Per quanto riguarda il posizionamento,  le PLE si distinguono in 2 categorie: con o senza stabilizzatori.

PLE senza stabilizzatori

Non avendo stabilizzatori, possono essere movimentate più facilmente nel corso del lavoro e, talvolta, anche con il lavoratore in quota. Hanno uno sbraccio limitato rispetto alle PLE con stabilizzatori.

Queste piattaforme vengono stabilizzate grazie a sistemi di livellamento idraulici o manuali che consentono di ottenere un posizionamento perfettamente orizzontale, prima di iniziare a lavorare.

PLE con stabilizzatori

Essendo dotate di stabilizzatori, queste PLE possono sbracciare di più delle attrezzature che ne sono sprovviste ma hanno un posizionamento fisso rispetto al luogo di lavoro.

Gli stabilizzatori possono essere estratti e posizionati da un pannello di comando oppure manualmente.

La stabilizzazione, quando eseguita correttamente, crea una base di lavoro affidabile per scaricare peso e forza sul terreno e, nel caso delle piattaforme autocarrate, sollevare le ruote da terra.

A seconda dell’ampiezza degli stabilizzatori, possiamo avere la stabilizzazione in sagoma (stabilizzatori all’interno della sagoma in macchina) oppure stabilizzazione fuori sagoma (gli stabilizzatori escono dal perimetro della sagoma della macchina).

Tra le PLE con stabilizzatori troviamo 2 tipologie: autocarrate e aeree.

La procedura di posizionamento è simile. Si differenzia perché, nel caso delle PLE autocarrate, è necessario ricordarsi di inserire il freno di stazionamento per bloccare il mezzo prima di estendere gli stabilizzatori e livellare la PLE.

Basi di appoggio per gli stabilizzatori: cosa sono e quando servono

Quando si lavora con gli stabilizzatori, talvolta si ricorre a delle basi di appoggio.

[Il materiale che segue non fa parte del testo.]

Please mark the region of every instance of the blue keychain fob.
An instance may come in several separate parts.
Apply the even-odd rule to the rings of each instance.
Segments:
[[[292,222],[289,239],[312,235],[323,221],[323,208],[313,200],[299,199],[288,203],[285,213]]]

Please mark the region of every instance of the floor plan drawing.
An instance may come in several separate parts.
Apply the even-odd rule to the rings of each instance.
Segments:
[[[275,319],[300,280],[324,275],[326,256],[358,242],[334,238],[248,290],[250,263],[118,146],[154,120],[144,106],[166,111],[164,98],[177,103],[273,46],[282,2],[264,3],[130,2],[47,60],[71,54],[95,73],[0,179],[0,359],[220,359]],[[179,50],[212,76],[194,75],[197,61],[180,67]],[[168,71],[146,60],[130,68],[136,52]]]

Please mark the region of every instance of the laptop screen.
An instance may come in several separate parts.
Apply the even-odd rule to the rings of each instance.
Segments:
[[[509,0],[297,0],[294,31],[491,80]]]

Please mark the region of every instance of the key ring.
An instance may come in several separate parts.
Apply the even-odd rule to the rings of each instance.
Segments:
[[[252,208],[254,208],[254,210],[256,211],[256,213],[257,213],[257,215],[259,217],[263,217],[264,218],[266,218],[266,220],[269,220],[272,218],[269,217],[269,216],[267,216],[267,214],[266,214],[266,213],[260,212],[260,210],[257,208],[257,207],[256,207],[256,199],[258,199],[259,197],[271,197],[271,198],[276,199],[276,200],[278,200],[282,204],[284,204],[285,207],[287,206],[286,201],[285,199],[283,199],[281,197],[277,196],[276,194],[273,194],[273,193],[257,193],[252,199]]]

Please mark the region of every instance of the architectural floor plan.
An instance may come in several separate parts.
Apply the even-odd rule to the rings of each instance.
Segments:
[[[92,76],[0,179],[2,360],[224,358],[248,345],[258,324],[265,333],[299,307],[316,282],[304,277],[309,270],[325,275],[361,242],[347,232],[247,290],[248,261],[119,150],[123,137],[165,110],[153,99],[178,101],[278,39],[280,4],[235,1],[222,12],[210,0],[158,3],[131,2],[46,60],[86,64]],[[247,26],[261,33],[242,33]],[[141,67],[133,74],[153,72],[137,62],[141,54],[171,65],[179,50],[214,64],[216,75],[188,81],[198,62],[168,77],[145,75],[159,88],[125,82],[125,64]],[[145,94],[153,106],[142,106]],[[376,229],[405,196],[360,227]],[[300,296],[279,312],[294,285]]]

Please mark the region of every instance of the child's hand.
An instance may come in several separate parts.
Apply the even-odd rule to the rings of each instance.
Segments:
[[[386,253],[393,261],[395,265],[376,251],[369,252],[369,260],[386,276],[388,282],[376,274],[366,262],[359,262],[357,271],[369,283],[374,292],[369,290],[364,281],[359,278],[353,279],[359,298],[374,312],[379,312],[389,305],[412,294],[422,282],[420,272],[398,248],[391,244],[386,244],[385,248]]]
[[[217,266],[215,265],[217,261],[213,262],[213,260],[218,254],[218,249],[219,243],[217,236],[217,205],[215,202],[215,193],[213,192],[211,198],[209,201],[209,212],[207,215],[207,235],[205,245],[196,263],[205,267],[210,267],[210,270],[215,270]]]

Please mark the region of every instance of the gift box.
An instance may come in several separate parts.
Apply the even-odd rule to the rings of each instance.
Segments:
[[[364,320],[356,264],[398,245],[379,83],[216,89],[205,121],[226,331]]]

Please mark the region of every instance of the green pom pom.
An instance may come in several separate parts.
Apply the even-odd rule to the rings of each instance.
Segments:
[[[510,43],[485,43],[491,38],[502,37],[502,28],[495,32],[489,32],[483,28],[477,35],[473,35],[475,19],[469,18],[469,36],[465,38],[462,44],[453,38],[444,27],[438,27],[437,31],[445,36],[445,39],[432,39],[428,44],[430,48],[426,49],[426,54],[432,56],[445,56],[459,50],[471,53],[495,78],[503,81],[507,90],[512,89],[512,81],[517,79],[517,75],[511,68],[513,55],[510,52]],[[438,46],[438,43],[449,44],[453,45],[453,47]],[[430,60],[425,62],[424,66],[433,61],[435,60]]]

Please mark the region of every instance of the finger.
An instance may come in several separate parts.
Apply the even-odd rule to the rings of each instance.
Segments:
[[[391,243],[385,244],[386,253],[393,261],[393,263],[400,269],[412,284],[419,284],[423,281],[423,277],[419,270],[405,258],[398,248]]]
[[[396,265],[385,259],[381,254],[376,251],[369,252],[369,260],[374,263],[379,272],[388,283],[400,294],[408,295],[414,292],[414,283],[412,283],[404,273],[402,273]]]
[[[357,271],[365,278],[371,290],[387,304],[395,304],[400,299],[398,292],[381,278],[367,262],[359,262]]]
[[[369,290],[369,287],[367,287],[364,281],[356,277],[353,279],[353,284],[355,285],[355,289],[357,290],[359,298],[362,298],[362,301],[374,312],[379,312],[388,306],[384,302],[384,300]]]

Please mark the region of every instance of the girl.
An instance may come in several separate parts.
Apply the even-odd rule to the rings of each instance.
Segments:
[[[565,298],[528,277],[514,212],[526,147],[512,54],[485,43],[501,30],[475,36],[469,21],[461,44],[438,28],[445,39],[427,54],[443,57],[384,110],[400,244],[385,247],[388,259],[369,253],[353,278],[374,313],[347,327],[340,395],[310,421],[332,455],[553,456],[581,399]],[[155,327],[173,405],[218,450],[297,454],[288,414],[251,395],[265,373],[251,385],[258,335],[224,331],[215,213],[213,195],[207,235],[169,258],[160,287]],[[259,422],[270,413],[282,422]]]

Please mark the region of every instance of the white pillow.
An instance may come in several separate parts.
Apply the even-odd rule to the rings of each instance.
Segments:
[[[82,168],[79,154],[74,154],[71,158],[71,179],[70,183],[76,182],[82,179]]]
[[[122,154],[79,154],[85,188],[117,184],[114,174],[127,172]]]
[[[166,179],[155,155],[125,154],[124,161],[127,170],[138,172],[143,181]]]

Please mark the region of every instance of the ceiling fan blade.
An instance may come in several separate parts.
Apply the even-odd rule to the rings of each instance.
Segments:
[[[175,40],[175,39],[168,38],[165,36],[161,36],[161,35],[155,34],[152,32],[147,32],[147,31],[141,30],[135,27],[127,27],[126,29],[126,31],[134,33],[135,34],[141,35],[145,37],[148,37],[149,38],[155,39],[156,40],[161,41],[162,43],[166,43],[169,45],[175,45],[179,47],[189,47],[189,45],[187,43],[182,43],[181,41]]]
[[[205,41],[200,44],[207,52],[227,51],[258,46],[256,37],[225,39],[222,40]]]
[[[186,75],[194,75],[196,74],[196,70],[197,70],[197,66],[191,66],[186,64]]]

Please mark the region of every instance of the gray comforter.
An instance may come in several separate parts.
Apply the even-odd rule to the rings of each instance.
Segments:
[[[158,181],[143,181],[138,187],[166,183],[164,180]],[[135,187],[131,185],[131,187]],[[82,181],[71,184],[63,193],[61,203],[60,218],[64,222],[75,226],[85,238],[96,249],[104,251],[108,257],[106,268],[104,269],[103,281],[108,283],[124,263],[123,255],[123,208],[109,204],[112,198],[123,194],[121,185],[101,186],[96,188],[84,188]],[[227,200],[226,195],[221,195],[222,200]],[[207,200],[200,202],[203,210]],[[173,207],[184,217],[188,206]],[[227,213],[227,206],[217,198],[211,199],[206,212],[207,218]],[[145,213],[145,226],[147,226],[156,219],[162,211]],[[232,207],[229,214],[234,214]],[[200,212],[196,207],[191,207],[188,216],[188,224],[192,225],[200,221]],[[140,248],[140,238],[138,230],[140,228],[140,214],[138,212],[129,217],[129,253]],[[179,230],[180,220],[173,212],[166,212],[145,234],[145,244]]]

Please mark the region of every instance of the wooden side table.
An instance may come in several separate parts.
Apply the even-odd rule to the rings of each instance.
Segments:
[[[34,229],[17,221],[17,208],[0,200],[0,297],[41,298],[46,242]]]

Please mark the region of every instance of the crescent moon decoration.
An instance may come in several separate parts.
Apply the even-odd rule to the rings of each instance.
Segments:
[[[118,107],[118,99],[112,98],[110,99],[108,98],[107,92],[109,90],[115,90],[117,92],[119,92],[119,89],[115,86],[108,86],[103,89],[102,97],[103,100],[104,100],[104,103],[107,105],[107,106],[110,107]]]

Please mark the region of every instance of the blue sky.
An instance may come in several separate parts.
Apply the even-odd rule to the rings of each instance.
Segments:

Si tratta di supporti su cui andranno a poggiare gli stabilizzatori; si adagiano sul terreno quando si lavora su fondi problematici per evitare che gli stabilizzatori sprofondino nel terreno.

Grazie a queste basi di appoggio, aumenta la superficie di scarico del peso della piattaforma, rendendo l’appoggio più solido e sicuro.

Nel caso di cantieri così complicati e superfici pericolose, meglio valutare le condizioni del terreno anche servendosi di rilevamenti geotecnici.

Per approfondire:

PLE: quanto influisce l’ambiente di utilizzo sull’operatività?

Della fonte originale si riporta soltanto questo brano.